Manchester City continue to be the subject of shock revelations from German publication Der Spiegel this week as part of an ongoing series of articles from the magazine based on internal emails obtained by the Football Leaks network of journalists.
Alleged evidence of the manipulation of sponsorship contracts, disguised owner investment, actively 'fighting' against Financial Fair Play and removing operating costs from the business are just some of the things that have come out so far.
'Chapter Three' of the series has Der Spiegel looking into PR, the role of executive Simon Pearce, who has already had several mentions in the earlier stories this week, and the great 'control' that City exert, including the hiring of current manager Pep Guardiola.
Der Spiegel notes that 'City executives have shown themselves to be fond of flexing their muscles', and that was seemingly never more clear than when Guardiola was drafted in. It wasn't until February 2016 that the Spaniard's arrival in time for the start of next season was officially announced, but City had used their power to kill a story that had emerged several weeks before.

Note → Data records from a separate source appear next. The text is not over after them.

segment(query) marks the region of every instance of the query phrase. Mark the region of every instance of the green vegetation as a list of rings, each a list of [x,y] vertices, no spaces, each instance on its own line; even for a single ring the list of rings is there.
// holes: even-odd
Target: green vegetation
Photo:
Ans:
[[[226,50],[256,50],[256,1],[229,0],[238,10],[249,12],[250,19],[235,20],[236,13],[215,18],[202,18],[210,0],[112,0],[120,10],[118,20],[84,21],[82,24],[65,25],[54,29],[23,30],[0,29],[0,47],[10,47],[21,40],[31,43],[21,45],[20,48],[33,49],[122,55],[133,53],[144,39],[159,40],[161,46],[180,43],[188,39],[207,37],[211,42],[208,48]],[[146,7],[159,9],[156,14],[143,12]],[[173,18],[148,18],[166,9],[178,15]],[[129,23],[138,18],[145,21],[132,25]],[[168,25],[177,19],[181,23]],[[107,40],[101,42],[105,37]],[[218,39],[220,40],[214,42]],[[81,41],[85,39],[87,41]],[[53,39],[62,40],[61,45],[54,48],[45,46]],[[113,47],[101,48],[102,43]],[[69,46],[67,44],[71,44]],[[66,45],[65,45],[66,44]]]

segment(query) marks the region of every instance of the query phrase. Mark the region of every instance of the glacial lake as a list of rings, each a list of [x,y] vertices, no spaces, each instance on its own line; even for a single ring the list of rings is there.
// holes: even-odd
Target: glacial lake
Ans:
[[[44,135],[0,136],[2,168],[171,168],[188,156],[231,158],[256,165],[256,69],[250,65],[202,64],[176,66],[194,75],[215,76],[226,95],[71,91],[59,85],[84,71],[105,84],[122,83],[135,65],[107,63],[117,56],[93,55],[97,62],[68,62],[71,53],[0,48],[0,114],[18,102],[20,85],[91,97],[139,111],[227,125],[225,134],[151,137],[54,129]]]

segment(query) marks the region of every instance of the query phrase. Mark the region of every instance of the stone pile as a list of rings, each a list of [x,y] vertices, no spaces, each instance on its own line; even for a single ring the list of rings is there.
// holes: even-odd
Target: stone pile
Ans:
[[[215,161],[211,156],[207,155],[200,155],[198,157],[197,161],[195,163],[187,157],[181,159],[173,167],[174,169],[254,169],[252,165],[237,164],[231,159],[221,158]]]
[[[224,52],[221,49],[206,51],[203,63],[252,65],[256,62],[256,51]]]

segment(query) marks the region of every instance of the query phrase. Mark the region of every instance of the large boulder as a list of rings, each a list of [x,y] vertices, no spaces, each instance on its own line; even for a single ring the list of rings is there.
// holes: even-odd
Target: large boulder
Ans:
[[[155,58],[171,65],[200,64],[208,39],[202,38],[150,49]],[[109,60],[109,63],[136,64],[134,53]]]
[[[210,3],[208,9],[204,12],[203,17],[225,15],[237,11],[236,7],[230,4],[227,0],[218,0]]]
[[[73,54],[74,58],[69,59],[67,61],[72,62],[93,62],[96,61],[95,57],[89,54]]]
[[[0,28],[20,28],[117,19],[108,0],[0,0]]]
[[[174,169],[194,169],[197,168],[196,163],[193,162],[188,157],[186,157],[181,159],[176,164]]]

It is said that Guardiola signed his contract with City as early as October 2015. A story of a meeting between the then Bayern Munich coach and Txiki Begiristain, City's director of football, eventually came out in a British newspaper, but an internal email revealed how the club ensured it was taken down, while other media outlets were instructed to 'ignore it'.
It feeds into what Der Spiegel describes as being able to 'control the narrative in Britain' and promoting a positive image for the club and its owners. It is even alleged that the core motivation for Abu Dhabi interests in City is less a hobby for Sheikh Mansour and more a concerted attempt to market the emirate and improve relations with the west - a sensational claim.
There are also questions asked about the murky human rights record of the UAE.
In Der Spiegel's article, journalist Nicholas McGeehan describes the United Arab Emirates as a "brutal, torturing police state at home and a perpetrator of war crimes abroad," adding, "I remember asking colleagues at Human Rights Watch if there is any other country with that situation, with nobody in the country who you could talk to. And they said: North Korea and Turkmenistan."
City executive Simon Pearce is described as one of Abu Dhabi crown prince and deputy supreme commander of the UAE Armed Forces Mohammed bin Zayed's 'PR men'. Pearce, who is said be viewed internally at City 'with a combination of fear and respect', also works for one of City chairman Khaldoon Al Mubarak's companies in Abu Dhabi. And he apparently made a point of 'disrupting' a Freedom on Information request from the aforementioned McGeehan in 2013.
The request related to a contract between the club and Manchester city council over the Eithad Campus and is said to have been deemed 'low risk' by Pearce. But in one alleged email two weeks before the deadline he instructed staff to only give up the information on the last day.
Der Spiegel also focuses on a sponsorship deal with Arabtec. The Dubai-based construction company had been the subject of negative press coverage in previous years over poor conditions for migrant workers. City apparently did risk assessment on entering into a contract with a company with such a reputation and one spokeswoman is even said to have directly warned club executives of the potential problems, pointing out that any association between City and Arabtec 'would be like winning the jackpot' for McGeehan of Human Rights Watch.
The deal still went ahead anyway, with City pocketing £7m-per-year. The relationship was subsequently only publicised in Arab states, as well as Russia and Turkey.
Der Spiegel once again make clear that City's only response to all of this is, "The attempt to damage the Club's reputation is organised and clear."
When asked about the leaks at a press conference on Tuesday, Guardiola backed the club.
"The club has made a statement on Friday about what happened, stolen emails. Of course I trust the club and what they have done. Of course, we want to follow the rules. UEFA, FIFA and the Premier League do what they have to do," he said.
"Believe me, I'm completely honest. I don't know what happened, I'm a manager, focused on the pitch, the locker room. I am a manager. I'm completely out of how we handle this situation. I'm part of the club, I support the club. We want to do what we have to do in terms of the rules."